Unstable angina is caused by transient formation and dissolution of a blood clot (thrombosis) within a coronary artery. The clots often form in response to plaque rupture in atherosclerotic coronary arteries; however, the clot may also form because diseased coronary artery endothelium (endothelial dysfunction) is unable to produce nitric oxide and prostacyclin that inhibit platelet aggregation and clot formation. When the clot forms, coronary flow is reduced, leading to a reduction in the oxygen supply/demand ratio ("supply ischemia"). If the clot completely occludes the coronary artery for a sufficient period of time, the myocardium supplied by the vessel may become infarcted (acute myocardial infarction) and become irreversibly damaged. This form of angina is treated with drugs that reduce oxygen demand (i.e., beta-blockers, calcium-channel blockers, nitrodilators), but more importantly, this form of angina is treated with drugs that inhibit thrombus formation (e.g., anti-platelet drugs and aspirin).

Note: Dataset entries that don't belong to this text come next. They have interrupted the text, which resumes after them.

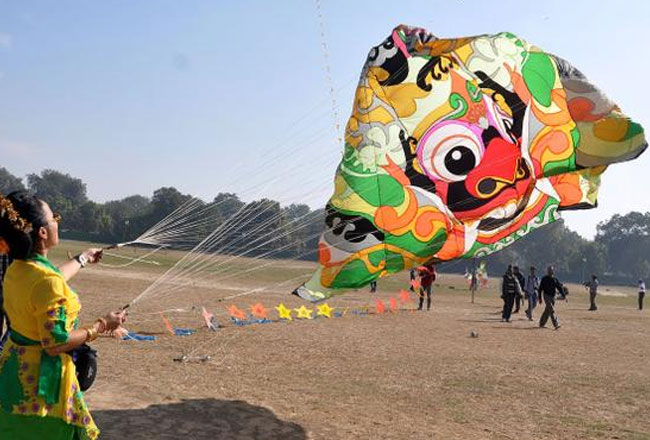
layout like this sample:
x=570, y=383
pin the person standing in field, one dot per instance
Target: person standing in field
x=547, y=288
x=427, y=277
x=4, y=263
x=641, y=294
x=412, y=275
x=530, y=287
x=510, y=288
x=593, y=292
x=519, y=299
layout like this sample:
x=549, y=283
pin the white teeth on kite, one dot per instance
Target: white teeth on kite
x=510, y=209
x=497, y=213
x=503, y=211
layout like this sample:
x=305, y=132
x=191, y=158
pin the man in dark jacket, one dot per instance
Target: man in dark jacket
x=547, y=288
x=427, y=277
x=4, y=262
x=509, y=290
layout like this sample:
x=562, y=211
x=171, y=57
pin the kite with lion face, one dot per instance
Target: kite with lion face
x=458, y=147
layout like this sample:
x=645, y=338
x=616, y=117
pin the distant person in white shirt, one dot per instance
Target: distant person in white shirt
x=593, y=291
x=641, y=294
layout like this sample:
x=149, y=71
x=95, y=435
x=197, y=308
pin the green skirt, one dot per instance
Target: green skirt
x=17, y=427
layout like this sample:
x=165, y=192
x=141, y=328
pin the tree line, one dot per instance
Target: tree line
x=620, y=251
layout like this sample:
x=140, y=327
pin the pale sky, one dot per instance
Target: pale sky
x=212, y=96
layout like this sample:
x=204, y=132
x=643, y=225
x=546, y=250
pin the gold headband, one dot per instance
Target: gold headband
x=7, y=210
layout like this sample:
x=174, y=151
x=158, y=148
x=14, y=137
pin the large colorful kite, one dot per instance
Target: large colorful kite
x=458, y=147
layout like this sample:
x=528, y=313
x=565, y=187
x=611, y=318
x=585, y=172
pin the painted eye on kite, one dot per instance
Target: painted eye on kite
x=450, y=152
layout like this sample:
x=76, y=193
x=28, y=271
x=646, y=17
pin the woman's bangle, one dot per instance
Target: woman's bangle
x=91, y=333
x=103, y=323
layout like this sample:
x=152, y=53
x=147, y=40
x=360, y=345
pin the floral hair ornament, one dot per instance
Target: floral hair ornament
x=7, y=210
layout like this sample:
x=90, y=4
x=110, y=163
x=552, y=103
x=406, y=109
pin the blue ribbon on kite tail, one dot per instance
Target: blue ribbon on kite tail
x=138, y=337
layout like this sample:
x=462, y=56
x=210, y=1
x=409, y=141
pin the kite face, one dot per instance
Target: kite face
x=456, y=148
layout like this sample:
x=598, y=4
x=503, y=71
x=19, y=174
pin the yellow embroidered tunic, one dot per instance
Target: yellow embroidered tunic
x=39, y=394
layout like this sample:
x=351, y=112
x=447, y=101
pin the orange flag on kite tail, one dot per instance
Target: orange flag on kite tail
x=169, y=327
x=259, y=311
x=236, y=312
x=380, y=308
x=405, y=296
x=393, y=304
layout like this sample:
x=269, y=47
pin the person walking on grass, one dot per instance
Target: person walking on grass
x=641, y=294
x=413, y=273
x=519, y=299
x=427, y=277
x=510, y=288
x=593, y=292
x=531, y=286
x=4, y=264
x=547, y=288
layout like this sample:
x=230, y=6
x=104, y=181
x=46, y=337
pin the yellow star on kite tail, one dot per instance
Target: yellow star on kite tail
x=304, y=312
x=283, y=312
x=325, y=310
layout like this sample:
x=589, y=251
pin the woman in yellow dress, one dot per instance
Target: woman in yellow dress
x=40, y=396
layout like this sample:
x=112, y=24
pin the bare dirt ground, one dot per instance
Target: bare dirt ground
x=409, y=374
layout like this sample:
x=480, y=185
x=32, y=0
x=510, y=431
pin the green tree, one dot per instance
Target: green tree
x=64, y=193
x=9, y=182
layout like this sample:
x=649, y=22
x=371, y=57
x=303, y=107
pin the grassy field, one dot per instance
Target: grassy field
x=406, y=374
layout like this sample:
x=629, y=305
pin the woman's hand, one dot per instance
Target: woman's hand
x=114, y=320
x=93, y=255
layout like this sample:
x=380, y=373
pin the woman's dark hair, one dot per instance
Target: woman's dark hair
x=21, y=243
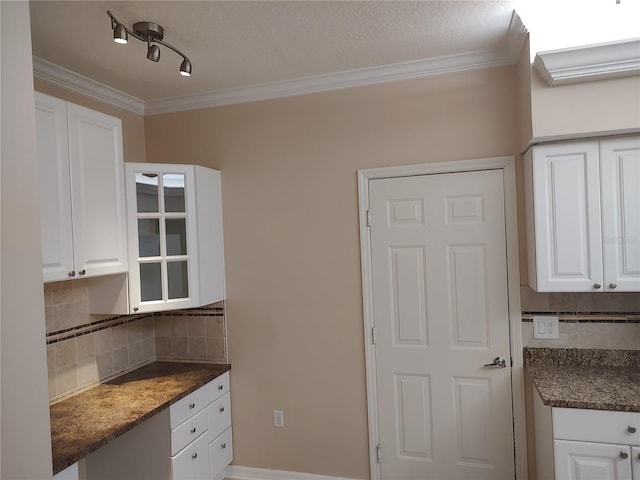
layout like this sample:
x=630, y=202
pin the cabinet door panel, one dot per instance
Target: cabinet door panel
x=163, y=236
x=591, y=461
x=219, y=416
x=97, y=179
x=221, y=452
x=620, y=166
x=566, y=185
x=54, y=186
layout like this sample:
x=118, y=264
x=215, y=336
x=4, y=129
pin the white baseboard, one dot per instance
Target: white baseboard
x=235, y=472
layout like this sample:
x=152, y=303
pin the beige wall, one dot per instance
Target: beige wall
x=25, y=445
x=524, y=97
x=294, y=309
x=132, y=123
x=589, y=108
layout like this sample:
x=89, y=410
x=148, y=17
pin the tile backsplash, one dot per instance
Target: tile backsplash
x=586, y=320
x=84, y=350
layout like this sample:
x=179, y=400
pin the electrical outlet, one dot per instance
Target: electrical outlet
x=546, y=327
x=278, y=418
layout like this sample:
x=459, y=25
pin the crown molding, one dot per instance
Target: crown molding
x=516, y=35
x=327, y=82
x=320, y=83
x=589, y=62
x=62, y=77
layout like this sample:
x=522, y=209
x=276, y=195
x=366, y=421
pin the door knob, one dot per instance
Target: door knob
x=498, y=362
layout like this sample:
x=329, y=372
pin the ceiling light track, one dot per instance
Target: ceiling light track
x=151, y=33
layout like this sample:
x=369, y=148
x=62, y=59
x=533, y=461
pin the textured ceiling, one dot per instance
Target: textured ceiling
x=234, y=44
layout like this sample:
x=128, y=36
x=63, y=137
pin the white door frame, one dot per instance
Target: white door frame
x=507, y=165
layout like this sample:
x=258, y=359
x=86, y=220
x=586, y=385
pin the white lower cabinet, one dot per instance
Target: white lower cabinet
x=592, y=461
x=580, y=444
x=190, y=440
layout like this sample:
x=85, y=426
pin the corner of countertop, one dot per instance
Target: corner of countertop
x=591, y=357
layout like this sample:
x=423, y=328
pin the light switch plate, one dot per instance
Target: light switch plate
x=546, y=327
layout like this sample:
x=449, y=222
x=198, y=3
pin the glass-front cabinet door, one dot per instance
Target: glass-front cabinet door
x=161, y=212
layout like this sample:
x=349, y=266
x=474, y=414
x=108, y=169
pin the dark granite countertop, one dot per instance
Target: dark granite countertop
x=586, y=378
x=83, y=423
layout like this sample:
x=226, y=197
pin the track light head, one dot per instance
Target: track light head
x=153, y=53
x=151, y=33
x=120, y=34
x=185, y=67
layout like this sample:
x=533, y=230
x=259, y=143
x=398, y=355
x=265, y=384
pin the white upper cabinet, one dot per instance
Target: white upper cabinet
x=620, y=170
x=176, y=251
x=80, y=171
x=583, y=215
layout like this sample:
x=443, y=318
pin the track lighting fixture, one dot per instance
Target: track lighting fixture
x=151, y=33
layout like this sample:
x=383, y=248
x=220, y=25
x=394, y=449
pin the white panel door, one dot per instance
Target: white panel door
x=591, y=461
x=566, y=182
x=97, y=181
x=440, y=314
x=54, y=187
x=620, y=168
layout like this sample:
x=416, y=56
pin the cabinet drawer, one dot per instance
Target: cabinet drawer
x=219, y=416
x=184, y=434
x=188, y=406
x=596, y=426
x=193, y=462
x=218, y=387
x=221, y=452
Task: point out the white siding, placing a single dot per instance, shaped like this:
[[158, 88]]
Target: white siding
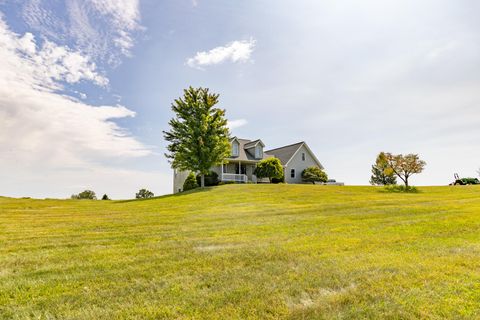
[[299, 165]]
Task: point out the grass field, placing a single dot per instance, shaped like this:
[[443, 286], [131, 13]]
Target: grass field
[[245, 252]]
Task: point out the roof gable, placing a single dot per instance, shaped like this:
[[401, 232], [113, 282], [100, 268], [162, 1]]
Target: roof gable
[[285, 154]]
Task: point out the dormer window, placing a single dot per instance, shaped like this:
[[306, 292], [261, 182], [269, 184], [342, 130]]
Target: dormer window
[[235, 149], [258, 152]]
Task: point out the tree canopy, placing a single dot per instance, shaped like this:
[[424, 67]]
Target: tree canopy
[[87, 194], [190, 183], [269, 168], [199, 136], [380, 175], [404, 166], [313, 174]]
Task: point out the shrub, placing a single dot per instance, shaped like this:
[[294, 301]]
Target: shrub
[[87, 194], [313, 174], [279, 180], [211, 179], [400, 189], [269, 168], [191, 182], [144, 194], [221, 183]]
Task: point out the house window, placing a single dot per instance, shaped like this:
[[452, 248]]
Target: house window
[[235, 149], [258, 152]]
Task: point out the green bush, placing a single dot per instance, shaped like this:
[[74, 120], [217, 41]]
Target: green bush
[[144, 194], [190, 183], [221, 183], [400, 189], [270, 168], [279, 180], [87, 194], [211, 179]]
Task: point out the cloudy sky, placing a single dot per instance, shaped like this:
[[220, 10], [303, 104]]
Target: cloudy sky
[[86, 85]]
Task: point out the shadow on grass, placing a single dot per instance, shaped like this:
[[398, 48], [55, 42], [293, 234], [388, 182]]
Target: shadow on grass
[[399, 189], [180, 194]]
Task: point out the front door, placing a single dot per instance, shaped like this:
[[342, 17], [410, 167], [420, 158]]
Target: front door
[[240, 168]]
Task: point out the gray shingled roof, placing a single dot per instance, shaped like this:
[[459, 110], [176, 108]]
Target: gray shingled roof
[[244, 155], [251, 144], [285, 153]]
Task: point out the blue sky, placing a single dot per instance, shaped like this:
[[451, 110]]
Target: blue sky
[[86, 85]]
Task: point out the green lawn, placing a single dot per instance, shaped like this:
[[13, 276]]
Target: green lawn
[[245, 252]]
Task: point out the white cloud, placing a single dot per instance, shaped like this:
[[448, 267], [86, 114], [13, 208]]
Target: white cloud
[[42, 129], [234, 124], [236, 51], [102, 29]]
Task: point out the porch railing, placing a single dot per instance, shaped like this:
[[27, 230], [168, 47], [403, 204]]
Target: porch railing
[[235, 177]]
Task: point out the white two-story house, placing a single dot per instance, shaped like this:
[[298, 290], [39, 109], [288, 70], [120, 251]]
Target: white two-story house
[[245, 154]]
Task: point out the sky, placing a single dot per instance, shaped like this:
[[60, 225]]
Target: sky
[[86, 86]]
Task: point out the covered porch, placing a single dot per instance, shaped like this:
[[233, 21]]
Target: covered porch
[[238, 171]]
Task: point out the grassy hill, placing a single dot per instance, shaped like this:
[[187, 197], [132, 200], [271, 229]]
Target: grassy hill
[[245, 251]]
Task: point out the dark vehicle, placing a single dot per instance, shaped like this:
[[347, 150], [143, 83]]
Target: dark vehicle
[[464, 181]]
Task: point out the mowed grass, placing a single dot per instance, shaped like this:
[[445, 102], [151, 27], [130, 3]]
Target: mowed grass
[[245, 252]]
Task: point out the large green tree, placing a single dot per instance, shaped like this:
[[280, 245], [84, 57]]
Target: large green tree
[[404, 166], [269, 168], [198, 136], [381, 176]]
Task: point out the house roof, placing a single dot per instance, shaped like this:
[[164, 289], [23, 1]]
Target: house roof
[[286, 153], [253, 143], [243, 153]]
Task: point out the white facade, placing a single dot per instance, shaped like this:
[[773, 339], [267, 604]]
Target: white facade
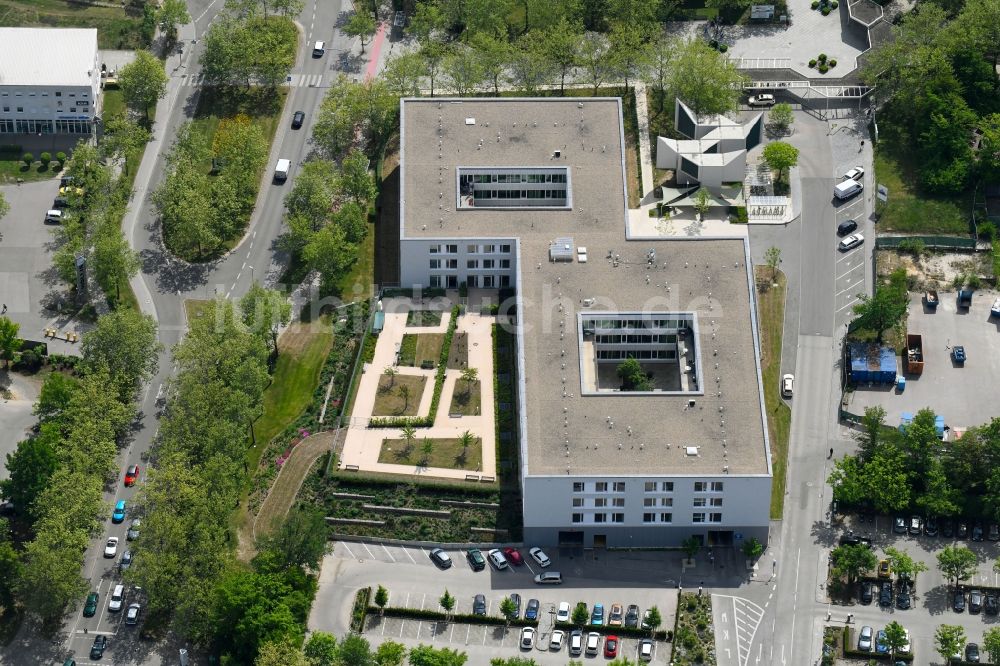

Angina may also be precipitated by a combination of supply and demand ischemia. For example, diseased, stenotic coronary segments can sometimes undergo vasoconstriction during exercise (healthy arteries dilate). This probably occurs due to the absence of sufficient production of nitric oxide and perhaps prostacyclin by the vascular endothelium to counteract normal sympathetic-mediated effects on vascular alpha-adrenoceptors.
A hemodynamic condition may exist that leads to coronary vascular steal. In this condition, multiple fixed stenotic lesions can lead to a redistribution of flow within the major supply arteries of the heart under conditions of exercise or vasodilator therapy. As blood flow increases in one region of the coronary vascular network, blood flow can reciprocally decrease in another region leading to anginal pain.